Army’s data strategy moves the service from industrial to information age

The Army’s chief information officer said the service has an “operational imperative” to migrate data to a cloud environment.


The Army’s chief information officer said the service has an “operational imperative” to migrate data to a cloud environment. First and foremost, it’s about protecting the force.

That’s how Army CIO Lt. Gen. Bruce Crawford told Federal News Network’s Tom Temin that the coronavirus pandemic has sparked a rapid adoption of technology over the past few months.

“A big part of protecting the force is our ability to protect our data and secure data,” he said on Federal Monthly Insights ꟷ Data Management.

Other goals include maintaining readiness, whole-of-nation efforts to support civil defense agencies, and “building the army of 2028.” Crawford said that entails six modernization priorities and the 31 signature programs to compete below the level of armed conflict and win in a multi-domain and joint, all-domain environments.

“The thing that we cannot lose track of is the operational imperative, as called out in the national defense strategy that drives our thinking and more importantly, our near term actions when it comes to the data in cloud evolutions in the work that we’re doing,” he said on Federal Drive with Tom Temin.

Greg Garcia, the Army’s deputy CIO and chief data officer, said the aim is to transition the service from the industrial age to the information age, wherein the Army is leveraging data as a strategic asset. But how does the service make data more available and foundational to mission decisions?

“We published an Army data plan in November and immediately followed that with an execution order that reached across the Army in total,” Garcia said. “The phases were to look and assess and set the environment — where are we today?”

He said the second phase was to determine how to adapt and build the environment; the third phase was to operationalize that environment, and maintaining that environment comes fourth.

Since November, Garcia said, the Army has built momentum through pillars of talent and a culture of data management as a strategic asset. But governance and administration of that vision, thanks to the direction of Army senior leaders, has also made a difference.

The Army’s data strategy also requires a storage approach that still allows the information to be discoverable, said Paul Puckett III, director of the Army’s Enterprise Cloud Management Office.
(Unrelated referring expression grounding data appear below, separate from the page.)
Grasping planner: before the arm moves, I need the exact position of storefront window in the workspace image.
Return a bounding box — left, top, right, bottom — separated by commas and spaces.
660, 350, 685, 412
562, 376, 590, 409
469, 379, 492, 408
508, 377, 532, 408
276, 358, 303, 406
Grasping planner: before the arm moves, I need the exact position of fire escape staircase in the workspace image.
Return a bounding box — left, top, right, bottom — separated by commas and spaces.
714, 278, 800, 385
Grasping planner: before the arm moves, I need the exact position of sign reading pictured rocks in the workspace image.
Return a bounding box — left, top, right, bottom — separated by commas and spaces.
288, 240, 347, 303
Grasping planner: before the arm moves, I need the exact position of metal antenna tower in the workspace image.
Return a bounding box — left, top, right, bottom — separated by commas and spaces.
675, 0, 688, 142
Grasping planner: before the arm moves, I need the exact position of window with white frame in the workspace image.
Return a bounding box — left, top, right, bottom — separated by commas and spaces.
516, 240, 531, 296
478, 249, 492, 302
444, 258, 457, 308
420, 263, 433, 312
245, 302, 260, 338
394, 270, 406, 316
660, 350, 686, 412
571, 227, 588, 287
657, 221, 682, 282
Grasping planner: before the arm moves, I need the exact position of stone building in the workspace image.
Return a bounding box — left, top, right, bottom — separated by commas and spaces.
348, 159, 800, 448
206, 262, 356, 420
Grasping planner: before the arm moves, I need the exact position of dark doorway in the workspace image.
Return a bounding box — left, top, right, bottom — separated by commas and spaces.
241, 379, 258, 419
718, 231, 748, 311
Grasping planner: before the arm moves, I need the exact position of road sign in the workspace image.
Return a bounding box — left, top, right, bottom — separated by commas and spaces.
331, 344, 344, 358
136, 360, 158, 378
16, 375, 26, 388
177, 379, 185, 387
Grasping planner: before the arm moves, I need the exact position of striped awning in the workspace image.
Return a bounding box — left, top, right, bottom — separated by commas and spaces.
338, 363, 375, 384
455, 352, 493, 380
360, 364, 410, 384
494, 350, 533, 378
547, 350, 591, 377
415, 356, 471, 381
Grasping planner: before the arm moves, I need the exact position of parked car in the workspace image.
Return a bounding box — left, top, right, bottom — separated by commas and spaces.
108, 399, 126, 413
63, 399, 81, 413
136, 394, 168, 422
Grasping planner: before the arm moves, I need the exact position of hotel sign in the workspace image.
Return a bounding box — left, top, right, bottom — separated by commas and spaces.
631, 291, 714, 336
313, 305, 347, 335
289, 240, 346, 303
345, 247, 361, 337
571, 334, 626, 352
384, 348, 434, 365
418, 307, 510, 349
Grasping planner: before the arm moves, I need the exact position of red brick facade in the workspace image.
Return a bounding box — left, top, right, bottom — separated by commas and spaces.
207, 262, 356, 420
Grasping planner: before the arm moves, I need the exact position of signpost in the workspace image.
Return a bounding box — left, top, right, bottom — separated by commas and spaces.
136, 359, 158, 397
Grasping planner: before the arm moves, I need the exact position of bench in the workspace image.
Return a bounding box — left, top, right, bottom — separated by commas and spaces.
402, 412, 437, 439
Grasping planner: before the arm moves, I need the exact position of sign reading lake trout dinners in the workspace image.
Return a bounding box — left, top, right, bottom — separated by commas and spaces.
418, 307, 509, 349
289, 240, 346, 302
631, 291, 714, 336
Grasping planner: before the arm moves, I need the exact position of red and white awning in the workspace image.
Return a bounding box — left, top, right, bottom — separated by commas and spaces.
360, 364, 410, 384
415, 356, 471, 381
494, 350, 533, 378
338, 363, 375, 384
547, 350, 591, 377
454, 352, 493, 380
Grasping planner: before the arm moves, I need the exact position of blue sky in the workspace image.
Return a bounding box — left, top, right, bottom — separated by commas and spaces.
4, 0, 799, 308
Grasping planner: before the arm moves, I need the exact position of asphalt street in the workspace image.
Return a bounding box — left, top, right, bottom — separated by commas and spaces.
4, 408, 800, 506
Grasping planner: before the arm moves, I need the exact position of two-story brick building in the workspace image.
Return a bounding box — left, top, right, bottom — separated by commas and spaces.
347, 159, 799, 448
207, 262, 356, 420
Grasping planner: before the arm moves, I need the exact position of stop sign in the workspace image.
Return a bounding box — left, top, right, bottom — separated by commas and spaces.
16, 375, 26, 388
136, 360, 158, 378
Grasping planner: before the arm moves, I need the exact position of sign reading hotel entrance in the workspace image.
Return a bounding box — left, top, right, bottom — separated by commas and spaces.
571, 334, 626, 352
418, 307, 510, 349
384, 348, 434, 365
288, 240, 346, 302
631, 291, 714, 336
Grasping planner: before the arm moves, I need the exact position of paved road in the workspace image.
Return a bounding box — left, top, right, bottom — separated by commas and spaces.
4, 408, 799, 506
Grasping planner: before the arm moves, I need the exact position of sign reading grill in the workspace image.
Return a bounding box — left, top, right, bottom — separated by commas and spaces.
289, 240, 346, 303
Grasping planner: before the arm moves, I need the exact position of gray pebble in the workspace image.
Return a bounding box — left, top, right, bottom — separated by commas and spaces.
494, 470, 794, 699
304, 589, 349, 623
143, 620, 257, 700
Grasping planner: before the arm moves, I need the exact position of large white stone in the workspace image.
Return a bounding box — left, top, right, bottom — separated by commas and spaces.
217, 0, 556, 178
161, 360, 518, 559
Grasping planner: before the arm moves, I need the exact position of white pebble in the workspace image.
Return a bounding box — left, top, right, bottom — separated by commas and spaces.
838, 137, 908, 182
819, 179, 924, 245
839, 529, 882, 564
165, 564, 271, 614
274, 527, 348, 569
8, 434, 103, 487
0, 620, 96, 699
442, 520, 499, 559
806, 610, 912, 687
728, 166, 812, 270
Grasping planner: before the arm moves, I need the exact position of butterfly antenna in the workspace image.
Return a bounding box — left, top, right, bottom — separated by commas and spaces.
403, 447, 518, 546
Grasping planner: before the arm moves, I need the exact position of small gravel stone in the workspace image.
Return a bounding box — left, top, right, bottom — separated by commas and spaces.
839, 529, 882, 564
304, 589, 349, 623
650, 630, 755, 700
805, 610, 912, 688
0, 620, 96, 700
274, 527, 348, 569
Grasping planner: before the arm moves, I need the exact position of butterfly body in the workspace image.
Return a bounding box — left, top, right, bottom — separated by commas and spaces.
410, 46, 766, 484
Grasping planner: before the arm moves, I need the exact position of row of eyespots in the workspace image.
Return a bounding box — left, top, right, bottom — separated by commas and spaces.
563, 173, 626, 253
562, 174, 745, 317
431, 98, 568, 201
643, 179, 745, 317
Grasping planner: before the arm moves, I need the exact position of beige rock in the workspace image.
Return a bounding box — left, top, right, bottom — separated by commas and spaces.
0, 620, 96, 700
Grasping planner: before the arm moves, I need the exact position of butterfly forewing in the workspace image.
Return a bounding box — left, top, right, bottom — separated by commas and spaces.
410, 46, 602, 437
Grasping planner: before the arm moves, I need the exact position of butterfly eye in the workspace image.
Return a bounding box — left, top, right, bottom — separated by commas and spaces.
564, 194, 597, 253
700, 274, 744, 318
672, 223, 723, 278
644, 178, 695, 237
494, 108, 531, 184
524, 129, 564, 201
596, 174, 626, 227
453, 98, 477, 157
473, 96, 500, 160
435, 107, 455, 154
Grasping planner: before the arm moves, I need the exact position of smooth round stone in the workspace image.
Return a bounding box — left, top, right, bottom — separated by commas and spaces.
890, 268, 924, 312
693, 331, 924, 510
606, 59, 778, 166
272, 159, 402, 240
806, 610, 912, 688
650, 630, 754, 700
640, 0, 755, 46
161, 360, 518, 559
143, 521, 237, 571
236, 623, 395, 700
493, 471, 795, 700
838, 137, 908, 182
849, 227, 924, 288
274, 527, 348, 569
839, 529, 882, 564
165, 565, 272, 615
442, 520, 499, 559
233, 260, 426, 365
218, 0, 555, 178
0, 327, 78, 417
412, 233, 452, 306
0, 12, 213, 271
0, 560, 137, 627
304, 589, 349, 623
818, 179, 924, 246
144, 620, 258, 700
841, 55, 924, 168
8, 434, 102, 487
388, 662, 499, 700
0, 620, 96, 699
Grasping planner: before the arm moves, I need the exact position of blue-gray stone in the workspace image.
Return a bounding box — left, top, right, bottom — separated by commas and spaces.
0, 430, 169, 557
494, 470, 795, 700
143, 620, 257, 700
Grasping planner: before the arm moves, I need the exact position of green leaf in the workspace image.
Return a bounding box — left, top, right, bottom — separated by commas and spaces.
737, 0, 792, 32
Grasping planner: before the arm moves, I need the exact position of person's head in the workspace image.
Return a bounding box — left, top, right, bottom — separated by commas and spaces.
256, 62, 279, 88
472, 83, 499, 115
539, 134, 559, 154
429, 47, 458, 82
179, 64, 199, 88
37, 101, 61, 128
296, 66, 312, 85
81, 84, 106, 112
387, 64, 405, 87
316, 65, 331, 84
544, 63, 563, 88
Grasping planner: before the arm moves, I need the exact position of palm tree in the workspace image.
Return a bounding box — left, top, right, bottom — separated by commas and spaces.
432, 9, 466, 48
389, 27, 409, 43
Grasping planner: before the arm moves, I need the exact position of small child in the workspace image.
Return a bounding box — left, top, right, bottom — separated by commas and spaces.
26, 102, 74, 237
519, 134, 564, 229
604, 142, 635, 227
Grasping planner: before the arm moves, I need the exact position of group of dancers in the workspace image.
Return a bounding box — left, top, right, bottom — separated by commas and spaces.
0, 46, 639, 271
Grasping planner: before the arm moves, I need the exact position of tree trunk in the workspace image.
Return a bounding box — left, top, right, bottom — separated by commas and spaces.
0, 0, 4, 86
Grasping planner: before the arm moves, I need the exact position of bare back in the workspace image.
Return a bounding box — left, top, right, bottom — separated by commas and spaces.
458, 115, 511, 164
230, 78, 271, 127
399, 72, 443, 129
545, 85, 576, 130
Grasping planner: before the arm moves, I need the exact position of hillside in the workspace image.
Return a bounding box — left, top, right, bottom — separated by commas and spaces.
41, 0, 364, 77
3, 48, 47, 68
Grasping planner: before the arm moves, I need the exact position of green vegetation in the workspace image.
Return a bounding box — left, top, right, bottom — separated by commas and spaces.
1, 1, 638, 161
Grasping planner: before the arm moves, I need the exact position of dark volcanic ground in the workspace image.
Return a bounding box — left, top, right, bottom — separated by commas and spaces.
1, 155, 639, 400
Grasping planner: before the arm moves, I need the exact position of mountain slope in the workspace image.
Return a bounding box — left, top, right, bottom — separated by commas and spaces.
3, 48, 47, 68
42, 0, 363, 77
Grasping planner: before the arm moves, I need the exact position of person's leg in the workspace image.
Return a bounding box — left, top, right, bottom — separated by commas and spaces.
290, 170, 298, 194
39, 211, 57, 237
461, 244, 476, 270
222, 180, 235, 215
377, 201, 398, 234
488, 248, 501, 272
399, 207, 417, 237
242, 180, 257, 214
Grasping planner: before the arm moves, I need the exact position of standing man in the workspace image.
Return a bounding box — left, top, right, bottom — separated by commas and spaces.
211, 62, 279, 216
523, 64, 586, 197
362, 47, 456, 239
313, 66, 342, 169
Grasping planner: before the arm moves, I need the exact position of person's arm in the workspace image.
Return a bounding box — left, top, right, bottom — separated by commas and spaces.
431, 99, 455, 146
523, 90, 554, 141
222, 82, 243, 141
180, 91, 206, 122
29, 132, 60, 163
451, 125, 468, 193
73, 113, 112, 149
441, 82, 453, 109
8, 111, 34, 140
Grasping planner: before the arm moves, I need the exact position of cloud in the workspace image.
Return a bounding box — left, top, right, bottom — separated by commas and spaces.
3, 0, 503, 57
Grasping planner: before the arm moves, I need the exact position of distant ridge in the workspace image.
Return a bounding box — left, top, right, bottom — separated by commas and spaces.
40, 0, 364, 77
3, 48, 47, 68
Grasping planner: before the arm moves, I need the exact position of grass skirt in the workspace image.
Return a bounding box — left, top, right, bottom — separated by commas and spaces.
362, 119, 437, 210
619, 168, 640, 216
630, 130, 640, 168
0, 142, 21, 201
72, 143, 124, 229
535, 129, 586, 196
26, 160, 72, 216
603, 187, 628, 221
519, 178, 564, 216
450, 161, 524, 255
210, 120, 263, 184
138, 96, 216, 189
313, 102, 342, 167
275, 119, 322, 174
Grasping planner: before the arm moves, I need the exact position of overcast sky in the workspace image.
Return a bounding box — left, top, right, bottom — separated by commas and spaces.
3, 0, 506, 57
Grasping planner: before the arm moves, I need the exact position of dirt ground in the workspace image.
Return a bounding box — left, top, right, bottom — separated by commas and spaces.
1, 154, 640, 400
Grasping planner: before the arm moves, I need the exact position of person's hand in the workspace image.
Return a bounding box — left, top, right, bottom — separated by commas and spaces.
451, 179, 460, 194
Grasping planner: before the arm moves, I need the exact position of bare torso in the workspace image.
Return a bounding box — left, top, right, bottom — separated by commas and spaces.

Asked if the Army should store data in a “lake,” or impact the source, Puckett said the answer is both.

“If there’s authoritative data that’s originating from somewhere as a source, and maybe you’re deriving information from that data and maybe some other data that you’re joining with it, you want to make sure that you’re actually learning from that and that the authoritative source has access to that new information. So that you could actually make follow-on decisions where maybe you can improve the quality of data that’s coming from that authoritative data source,” he said.

Securing access to that data, and making it usable to any person or system depends on the mission’s workflow and desired outcome, he said.